Ici, il divise son écran en quatre : en haut à gauche, les images de Douchet parlant du film de Godard, en dessous, le Cinématon du critique réalisé en 1979, en haut à droite de l'écran, le mythique Cinématon de Godard et en bas à droite, la compression de Vivre sa vie. Ce dispositif, qui pourrait paraître un peu artificiel produit des effets étonnants.
Effets de rimes lorsque Douchet dans son lit se tourne vers le côté gauche de l'écran tandis que Godard regarde hors-champ vers la droite du cadre.
Effets de circulation puisque les quatre écrans semblent communiquer entre eux et tisser un ensemble de correspondances. C'est d'autant plus frappant lorsque Douchet explique les correspondances dans Vivre sa vie entre Godard, Karina, Dreyer et sa Jeanne d'Arc que Nana est en train de regarder. La cinéphilie, pour Douchet, est cet « art d'aimer » qui passe avant tout par la parole et la circulation entre les hommes et les œuvres. Ce que capte Courant à travers son dispositif, c'est ce lien « cinéphilique », ce passage de relais qu'effectue le critique entre l’œuvre de Godard et les spectateurs.
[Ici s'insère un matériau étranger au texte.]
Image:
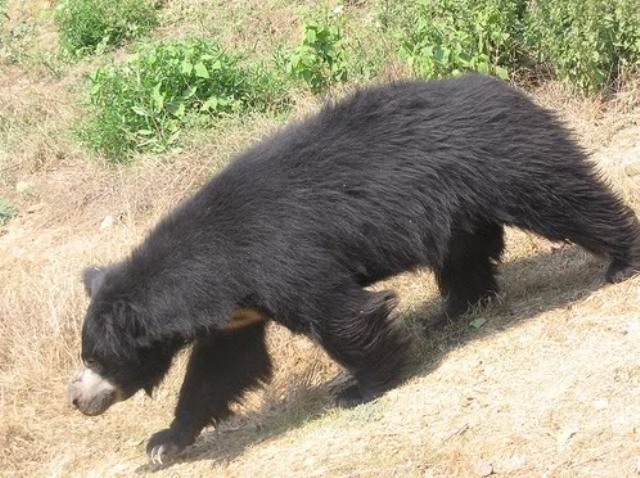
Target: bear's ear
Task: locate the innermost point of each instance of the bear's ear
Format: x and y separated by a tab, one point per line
92	278
128	318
C'est après cette rencontre riche qu'on découvre alors un plan fort mélancolique. Courant filme les rares spectateurs de la salle sortir tandis qu'en surimpression, on retrouve le plan d'Anna Karina pleurant face au chef-d’œuvre de Dreyer. Cette salle presque vide marque justement la rupture de ce lien cinéphile aujourd'hui. D'un côté, les pratiques cinéphiles ont totalement éclaté (jamais on a autant écrit sur le cinéma et n'importe qui peut désormais donner son avis sur un film sur Internet : c'est la détestable « culture » AlloCiné) ; de l'autre, le cinéma en tant qu'art et objet de réflexion n'intéresse plus guère. On consomme du cinéma plutôt qu'on ne le vit : que ce soit sa version pop-corn et grosses machines hollywoodiennes ou sa version « culturelle » (on va voir le dernier film adoubé par Télérama ou Libération, ce qui explique le succès de ces films d'auteur « porteurs » qui peuvent être très biens -Almodovar, Kaurismäki- mais qui ne font plus l'objet d'un discours cinéphile. Ce sont des produits culturels qu'il faut avoir vus comme il faut absolument aller faire la queue dans les musées pour aller voir la dernière exposition à la mode).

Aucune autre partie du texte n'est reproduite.